Ingredients Jump to Instructions ↓

  1. Ingredients (serves 4)

  2. 2 x 250g punnet small cherry tomatoes

  3. Olive oil spray

  4. 1 tsp caster sugar

  5. 1 tbs light olive oil

  6. 1 red onion, finely chopped

  7. 3 garlic cloves, crushed

  8. 400g premium beef mince

  9. 1/4 cup fresh oregano leaves

  10. 1/2 cup (125ml) Bertolli Provista sugo classica (sauce)

  11. Freshly ground pepper

  12. 250g packet Guzzi's egg tagliatelle

Instructions Jump to Ingredients ↑

  1. Preheat oven to 200°C. Place the cherry tomatoes on a baking tray lined with baking paper. Spray the tomatoes with oil and sprinkle with sugar. Roast for 30 minutes.

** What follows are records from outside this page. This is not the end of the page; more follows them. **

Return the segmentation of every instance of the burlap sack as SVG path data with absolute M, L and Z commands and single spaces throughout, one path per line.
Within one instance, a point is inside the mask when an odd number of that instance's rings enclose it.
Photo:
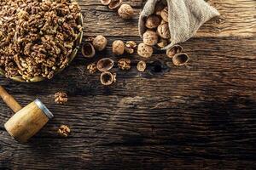
M 139 18 L 139 33 L 146 31 L 145 18 L 154 12 L 158 0 L 148 0 Z M 198 29 L 212 17 L 219 15 L 216 8 L 204 0 L 166 0 L 168 20 L 172 42 L 162 49 L 167 49 L 177 43 L 187 41 Z

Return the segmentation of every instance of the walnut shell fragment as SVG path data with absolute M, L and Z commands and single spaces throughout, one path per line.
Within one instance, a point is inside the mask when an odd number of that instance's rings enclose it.
M 171 38 L 168 23 L 161 24 L 157 27 L 157 33 L 165 39 Z
M 122 55 L 125 53 L 125 43 L 120 40 L 116 40 L 112 44 L 113 54 Z
M 166 7 L 163 10 L 161 10 L 160 16 L 163 20 L 168 22 L 168 7 Z
M 145 61 L 141 60 L 137 65 L 137 69 L 140 72 L 144 72 L 146 68 L 147 68 L 147 64 Z
M 104 58 L 100 60 L 97 62 L 96 65 L 96 68 L 98 69 L 98 71 L 100 71 L 101 72 L 104 72 L 107 71 L 109 71 L 113 68 L 113 60 L 110 58 Z
M 172 62 L 177 66 L 182 66 L 186 65 L 189 60 L 189 57 L 187 54 L 177 54 L 172 57 Z
M 145 26 L 149 29 L 157 28 L 160 24 L 160 20 L 156 15 L 150 15 L 147 18 Z
M 85 58 L 92 58 L 95 55 L 95 48 L 90 42 L 85 42 L 82 47 L 82 54 Z
M 172 58 L 176 54 L 180 54 L 183 51 L 183 48 L 180 45 L 175 45 L 172 48 L 166 50 L 166 55 L 169 58 Z
M 118 62 L 119 68 L 125 71 L 131 69 L 131 60 L 120 59 Z
M 111 0 L 101 0 L 101 3 L 102 3 L 102 5 L 109 5 Z
M 134 10 L 129 4 L 122 4 L 118 10 L 119 15 L 123 19 L 131 19 L 134 15 Z
M 105 49 L 108 43 L 108 40 L 104 36 L 97 36 L 94 38 L 92 42 L 92 45 L 97 51 L 102 51 Z
M 112 10 L 117 9 L 122 3 L 123 0 L 111 0 L 110 3 L 108 4 L 108 8 Z
M 152 56 L 154 49 L 151 46 L 145 43 L 140 43 L 137 48 L 137 54 L 144 58 L 149 58 Z
M 158 36 L 157 33 L 152 31 L 147 31 L 144 34 L 143 34 L 143 42 L 146 45 L 150 45 L 150 46 L 154 46 L 158 42 Z
M 104 71 L 101 74 L 101 82 L 104 86 L 109 86 L 116 82 L 116 74 L 109 71 Z

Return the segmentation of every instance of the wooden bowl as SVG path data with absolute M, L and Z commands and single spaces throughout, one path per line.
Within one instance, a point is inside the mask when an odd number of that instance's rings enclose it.
M 71 0 L 71 2 L 75 2 L 75 0 Z M 79 24 L 83 26 L 83 15 L 82 15 L 81 13 L 80 13 L 80 16 L 79 16 Z M 81 29 L 81 31 L 79 33 L 79 36 L 78 36 L 76 41 L 74 42 L 73 50 L 69 55 L 68 64 L 70 64 L 73 61 L 73 60 L 75 58 L 75 56 L 77 55 L 77 53 L 78 53 L 78 51 L 80 48 L 80 45 L 82 43 L 82 39 L 83 39 L 83 29 Z M 66 67 L 56 70 L 55 72 L 55 75 L 60 73 Z M 3 70 L 2 68 L 0 68 L 0 75 L 3 75 L 3 76 L 5 76 L 5 71 Z M 16 81 L 16 82 L 42 82 L 42 81 L 47 79 L 47 78 L 43 77 L 43 76 L 35 76 L 35 77 L 32 77 L 29 80 L 26 80 L 21 76 L 12 76 L 12 77 L 9 77 L 9 78 L 11 80 L 14 80 L 14 81 Z

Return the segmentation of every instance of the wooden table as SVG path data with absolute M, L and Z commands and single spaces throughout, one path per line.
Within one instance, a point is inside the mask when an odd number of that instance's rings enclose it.
M 138 15 L 141 0 L 125 2 Z M 132 69 L 115 66 L 117 83 L 103 87 L 100 73 L 90 75 L 85 65 L 102 57 L 117 60 L 113 40 L 141 42 L 138 17 L 125 21 L 98 0 L 79 0 L 85 36 L 108 37 L 108 48 L 91 60 L 79 54 L 50 81 L 1 78 L 23 105 L 38 98 L 55 118 L 20 144 L 3 128 L 13 113 L 1 102 L 0 169 L 255 169 L 256 2 L 208 2 L 222 16 L 182 44 L 192 59 L 188 66 L 176 67 L 157 52 L 138 73 L 141 58 L 127 55 Z M 67 105 L 55 104 L 58 91 L 67 92 Z M 67 139 L 56 133 L 61 124 L 72 129 Z

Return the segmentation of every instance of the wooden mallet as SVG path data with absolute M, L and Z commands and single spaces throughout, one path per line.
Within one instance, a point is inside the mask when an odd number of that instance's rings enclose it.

  2. Heat the oil in a non-stick frying pan over a medium heat. Add the onion and garlic, and cook for 2 minutes or until soft. Add the mince and cook for 5 minutes or until browned. Add 2 tbs of the oregano, the tomato sauce and 2 1/2 cups (625ml) water. Bring the mixture to the boil and season with pepper.

  3. Cook the tagliatelle in a large saucepan of boiling water according to packet instructions or until al dente. Drain.

  4. In small batches, twirl the pasta into nests and place into serving bowls. Spoon around the bolognaise sauce. Scatter with the remaining oregano to serve.